An Intellectual Property Rights Police Team official stated that the seizure included, “Nearly all of the pirated disc inventory in Taiwan,” adding that, “There must be a shortage on the market now.”


Comments

Re: Huge Piracy Ring Smashed in Taiwan

This isn't a person putting up a torrent of a game and letting people download it for free. This is a group of people making counterfeit game discs and selling them to stores as the real deal, and keeping the money for themselves. Instead of legitimate suppliers getting paid (and in turn, the people who worked on the games) some people with DVD burners are making money.

I must admit though, piracy is the wrong word for what's going on here.

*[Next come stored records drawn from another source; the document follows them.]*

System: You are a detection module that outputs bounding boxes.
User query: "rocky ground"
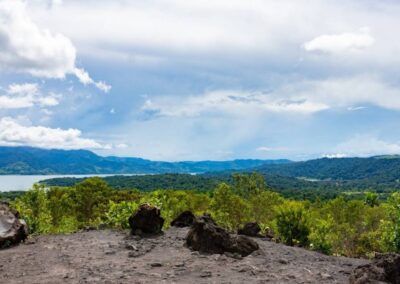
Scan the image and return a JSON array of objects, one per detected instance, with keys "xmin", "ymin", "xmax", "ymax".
[{"xmin": 0, "ymin": 228, "xmax": 368, "ymax": 284}]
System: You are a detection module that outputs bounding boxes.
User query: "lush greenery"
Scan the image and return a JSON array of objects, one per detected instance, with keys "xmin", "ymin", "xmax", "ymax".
[
  {"xmin": 0, "ymin": 146, "xmax": 289, "ymax": 175},
  {"xmin": 42, "ymin": 173, "xmax": 394, "ymax": 201},
  {"xmin": 8, "ymin": 174, "xmax": 400, "ymax": 256},
  {"xmin": 257, "ymin": 155, "xmax": 400, "ymax": 188}
]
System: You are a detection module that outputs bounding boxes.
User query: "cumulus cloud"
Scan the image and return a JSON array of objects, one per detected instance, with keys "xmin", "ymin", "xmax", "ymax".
[
  {"xmin": 0, "ymin": 83, "xmax": 60, "ymax": 109},
  {"xmin": 336, "ymin": 135, "xmax": 400, "ymax": 157},
  {"xmin": 0, "ymin": 0, "xmax": 110, "ymax": 92},
  {"xmin": 142, "ymin": 76, "xmax": 400, "ymax": 117},
  {"xmin": 0, "ymin": 117, "xmax": 106, "ymax": 149},
  {"xmin": 142, "ymin": 91, "xmax": 328, "ymax": 116},
  {"xmin": 304, "ymin": 28, "xmax": 375, "ymax": 53}
]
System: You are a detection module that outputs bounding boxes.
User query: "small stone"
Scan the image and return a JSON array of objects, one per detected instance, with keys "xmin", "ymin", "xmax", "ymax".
[
  {"xmin": 150, "ymin": 262, "xmax": 162, "ymax": 267},
  {"xmin": 125, "ymin": 244, "xmax": 138, "ymax": 250},
  {"xmin": 278, "ymin": 258, "xmax": 289, "ymax": 264},
  {"xmin": 200, "ymin": 271, "xmax": 212, "ymax": 278},
  {"xmin": 128, "ymin": 251, "xmax": 140, "ymax": 257},
  {"xmin": 321, "ymin": 273, "xmax": 333, "ymax": 279}
]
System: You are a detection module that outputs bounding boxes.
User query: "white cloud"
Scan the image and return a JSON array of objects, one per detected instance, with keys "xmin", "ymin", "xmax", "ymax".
[
  {"xmin": 7, "ymin": 83, "xmax": 39, "ymax": 95},
  {"xmin": 0, "ymin": 117, "xmax": 105, "ymax": 149},
  {"xmin": 304, "ymin": 28, "xmax": 375, "ymax": 53},
  {"xmin": 335, "ymin": 135, "xmax": 400, "ymax": 157},
  {"xmin": 322, "ymin": 153, "xmax": 347, "ymax": 159},
  {"xmin": 142, "ymin": 91, "xmax": 329, "ymax": 116},
  {"xmin": 256, "ymin": 146, "xmax": 273, "ymax": 152},
  {"xmin": 0, "ymin": 0, "xmax": 110, "ymax": 92},
  {"xmin": 0, "ymin": 83, "xmax": 60, "ymax": 109},
  {"xmin": 73, "ymin": 68, "xmax": 111, "ymax": 93},
  {"xmin": 347, "ymin": 106, "xmax": 367, "ymax": 111},
  {"xmin": 142, "ymin": 76, "xmax": 400, "ymax": 117}
]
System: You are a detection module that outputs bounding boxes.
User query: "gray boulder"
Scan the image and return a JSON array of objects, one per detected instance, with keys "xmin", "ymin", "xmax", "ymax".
[
  {"xmin": 128, "ymin": 204, "xmax": 164, "ymax": 235},
  {"xmin": 186, "ymin": 215, "xmax": 259, "ymax": 257},
  {"xmin": 0, "ymin": 201, "xmax": 28, "ymax": 248},
  {"xmin": 349, "ymin": 253, "xmax": 400, "ymax": 284}
]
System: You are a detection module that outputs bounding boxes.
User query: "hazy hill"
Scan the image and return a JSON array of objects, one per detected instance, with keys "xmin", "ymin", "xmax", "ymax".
[
  {"xmin": 257, "ymin": 156, "xmax": 400, "ymax": 181},
  {"xmin": 0, "ymin": 147, "xmax": 290, "ymax": 174}
]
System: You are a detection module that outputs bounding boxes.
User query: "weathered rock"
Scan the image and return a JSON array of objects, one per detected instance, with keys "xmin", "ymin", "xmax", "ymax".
[
  {"xmin": 0, "ymin": 201, "xmax": 28, "ymax": 248},
  {"xmin": 171, "ymin": 211, "xmax": 196, "ymax": 228},
  {"xmin": 186, "ymin": 215, "xmax": 259, "ymax": 256},
  {"xmin": 349, "ymin": 254, "xmax": 400, "ymax": 284},
  {"xmin": 238, "ymin": 222, "xmax": 262, "ymax": 237},
  {"xmin": 128, "ymin": 204, "xmax": 164, "ymax": 235}
]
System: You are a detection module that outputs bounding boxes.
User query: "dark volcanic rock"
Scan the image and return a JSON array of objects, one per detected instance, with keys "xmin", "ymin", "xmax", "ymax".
[
  {"xmin": 171, "ymin": 211, "xmax": 196, "ymax": 228},
  {"xmin": 238, "ymin": 222, "xmax": 262, "ymax": 237},
  {"xmin": 349, "ymin": 254, "xmax": 400, "ymax": 284},
  {"xmin": 128, "ymin": 204, "xmax": 164, "ymax": 235},
  {"xmin": 186, "ymin": 215, "xmax": 259, "ymax": 256},
  {"xmin": 0, "ymin": 202, "xmax": 28, "ymax": 248}
]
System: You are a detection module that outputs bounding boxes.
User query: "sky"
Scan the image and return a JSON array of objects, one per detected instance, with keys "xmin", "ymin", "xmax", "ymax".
[{"xmin": 0, "ymin": 0, "xmax": 400, "ymax": 161}]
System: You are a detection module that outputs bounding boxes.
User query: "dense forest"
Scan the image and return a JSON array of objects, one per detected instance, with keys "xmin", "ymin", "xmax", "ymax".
[
  {"xmin": 11, "ymin": 174, "xmax": 400, "ymax": 256},
  {"xmin": 41, "ymin": 172, "xmax": 396, "ymax": 201}
]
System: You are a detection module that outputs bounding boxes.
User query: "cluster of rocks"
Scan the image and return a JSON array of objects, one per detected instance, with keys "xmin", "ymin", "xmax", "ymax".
[
  {"xmin": 186, "ymin": 215, "xmax": 259, "ymax": 257},
  {"xmin": 0, "ymin": 202, "xmax": 400, "ymax": 284},
  {"xmin": 129, "ymin": 204, "xmax": 259, "ymax": 257},
  {"xmin": 349, "ymin": 254, "xmax": 400, "ymax": 284},
  {"xmin": 0, "ymin": 201, "xmax": 28, "ymax": 248}
]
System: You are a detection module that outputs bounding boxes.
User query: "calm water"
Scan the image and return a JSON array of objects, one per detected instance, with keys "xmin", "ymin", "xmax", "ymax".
[{"xmin": 0, "ymin": 175, "xmax": 117, "ymax": 191}]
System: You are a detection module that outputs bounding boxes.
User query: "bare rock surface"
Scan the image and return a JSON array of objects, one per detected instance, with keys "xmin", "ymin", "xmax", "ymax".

Re: Huge Piracy Ring Smashed in Taiwan

In the midst of the violent crime out there, this is what the police are focused on? How is this piracy? Did they steal official copies of the game by violent force from a transport and try to sell them? If not, this is not piracy. It saddens me that such a term is applied to the act of copying. Such acts do not fit the original definition of piracy, but if you look up the term today, the definition now includes "the unauthorized reproduction of protected works." It's just semantics. People wouldn't rally behind the "war on infringement/copying" as much as the "war on piracy". It's easier to make the public hate the "thieves" rather than "infringers". These words were chosen specifically because they carry a negative connotation that would foster disdain for the people that are so labeled. It's not piracy. Call it what it is: unauthorized copying or infringement. http://www.blackgate.net/blog/copying-is-not-piracy/

-Greevar

-Greevar

"Paste superficially profound, but utterly meaningless quotation here."